Elle l’assure, “aucune femme n’avorte avec le sourire”. “Parfois, on entend que certaines femmes utilisent l’avortement comme un moyen de contraception, je pense vraiment que ce n’est pas le cas. Je ne crois pas que ce soit de gaieté de cœur, en tout cas, ça ne l’a pas été pour moi.” 

Avoir le droit de “disposer comme on veut de son corps” 

Certaine d’avoir pris la “meilleure décision”, Nina reste toute de même “fragile vis-à-vis de ça” et compte entamer un suivi dans les mois à venir. Elle souligne cependant “la chance d’être dans un pays où on a le droit de disposer comme on veut de son corps.” “C’est important pour moi de savoir que les femmes ont ce droit parce qu’on a toutes une histoire différente et il y a des périodes dans la vie qui ne sont pas propices à une grossesse.” 
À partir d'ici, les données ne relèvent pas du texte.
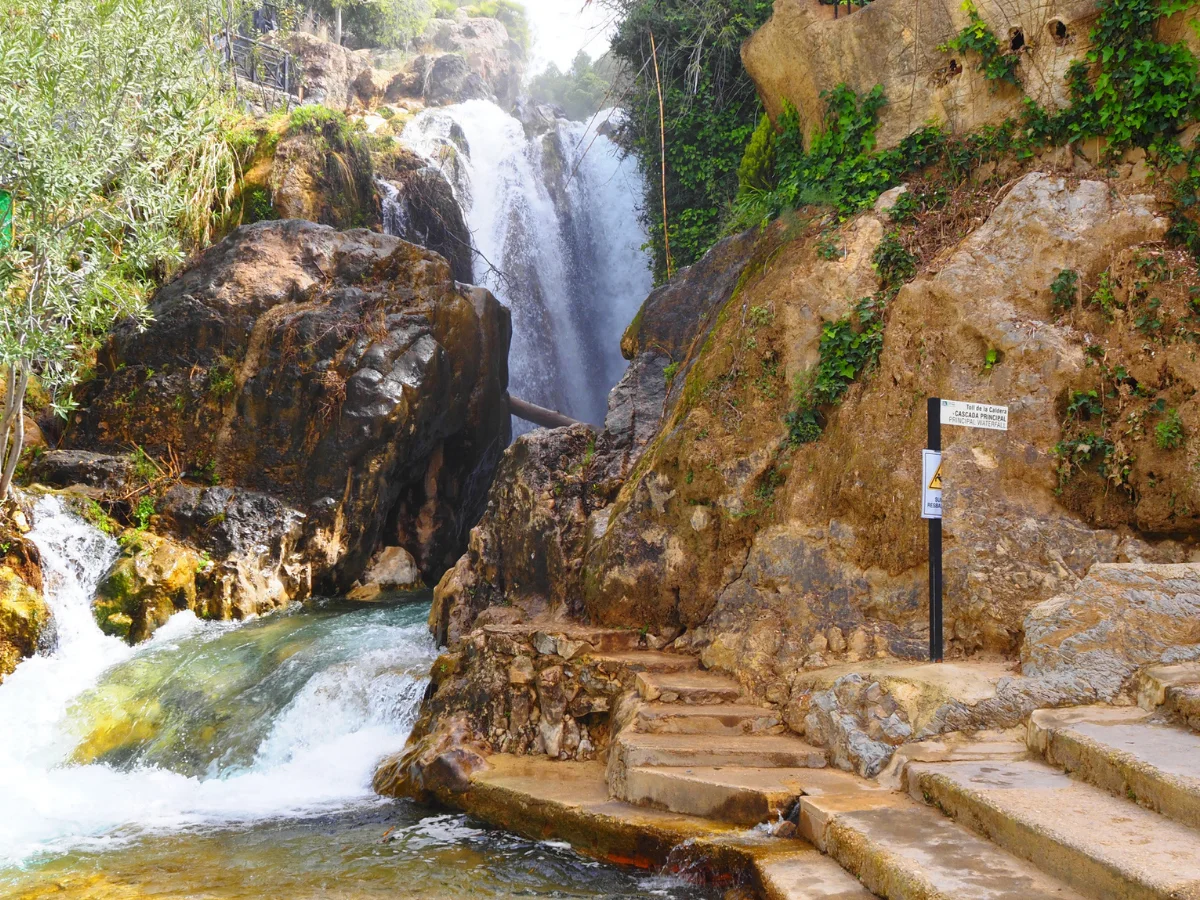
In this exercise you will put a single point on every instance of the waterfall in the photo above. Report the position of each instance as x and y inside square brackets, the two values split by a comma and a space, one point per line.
[558, 240]
[205, 724]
Avec son histoire pour exemple, Nina espère faire entendre un message, celui que “toutes les femmes sont concernées par l’IVG”. “Il ne faut pas dire, ça ne m’arrivera pas. Je pensais que ça ne m’arriverait pas.“ 

Le reportage de Sybille Broomberg et Enzo Giugliano :

durée de la vidéo : 00h03mn28s
Témoignage d'une femme ayant recouru à l'IVG ; Mandy Frayssinet, Sage-femme Espace de Santé Ômaia ©France Télévisions

En Corse, en 2023, 1.290 femmes ont interrompu une grossesse volontairement.